Tercatat, sebanyak 320 warga negara asing (WNA) dan 1 WNI terjaring penangkapan oleh Badan Reserse Kriminal Kepolisian Negara Republik Indonesia (Bareskrim Polri) di kasus tersebut.
"Menyalahgunakan bebas visa untuk kerja, sponsornya bisa memalsukan keimigrasian," kata Agus kepada Republika, Senin(11/5/2026).

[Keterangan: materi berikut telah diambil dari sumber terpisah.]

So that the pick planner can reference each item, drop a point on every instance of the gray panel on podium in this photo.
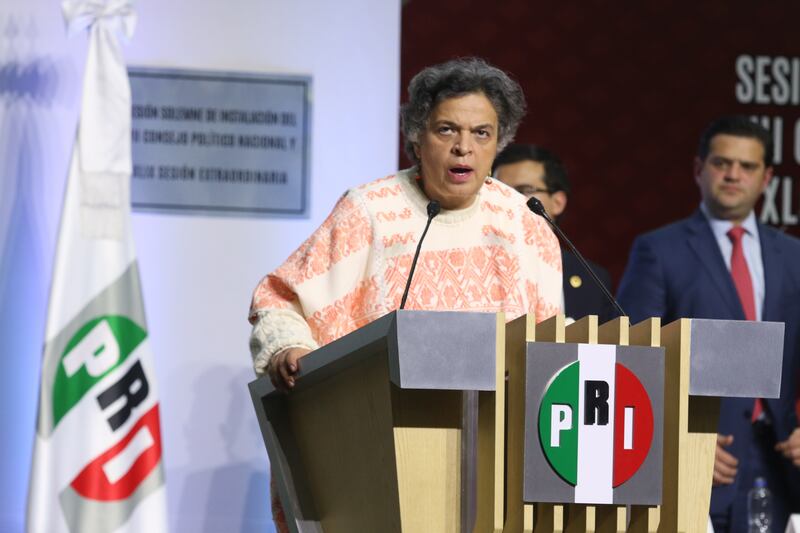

Agus belum bisa memastikan para WNA yang ditangkap akan dihukum di Indonesia atau dipulangkan ke negara asalnya. Agus hanya baru memastikan pihak sponsor WNA nya bakal dipidanakan. "Hasil penyidikan Bareskrim dan koordinasi kita nanti, untuk sponsornya (visa WNA) kita akan pidanakan," ujar Agus.
Lihat postingan ini di Instagram
Agus mengungkapkan penelusuran terhadap sponsor ini dilakukan oleh Imigrasi dan polisi. "Untuk urusan teknis ke Pak Dirjen (Imigrasi) ya. Koordinasi dengan Pak Kabareskrim juga," ujar Agus.
Diketahui, pelaksanaan penangkapan para WNA telah dilakukan pada Kamis (7/5/2026). Saat ini, pemeriksaan terhadap para pelaku yang ditangkap masih terus berlanjut.para pelaku ditangkap dalam keadaan tertangkap tangan atau sedang melakukan operasional kegiatan judi daring.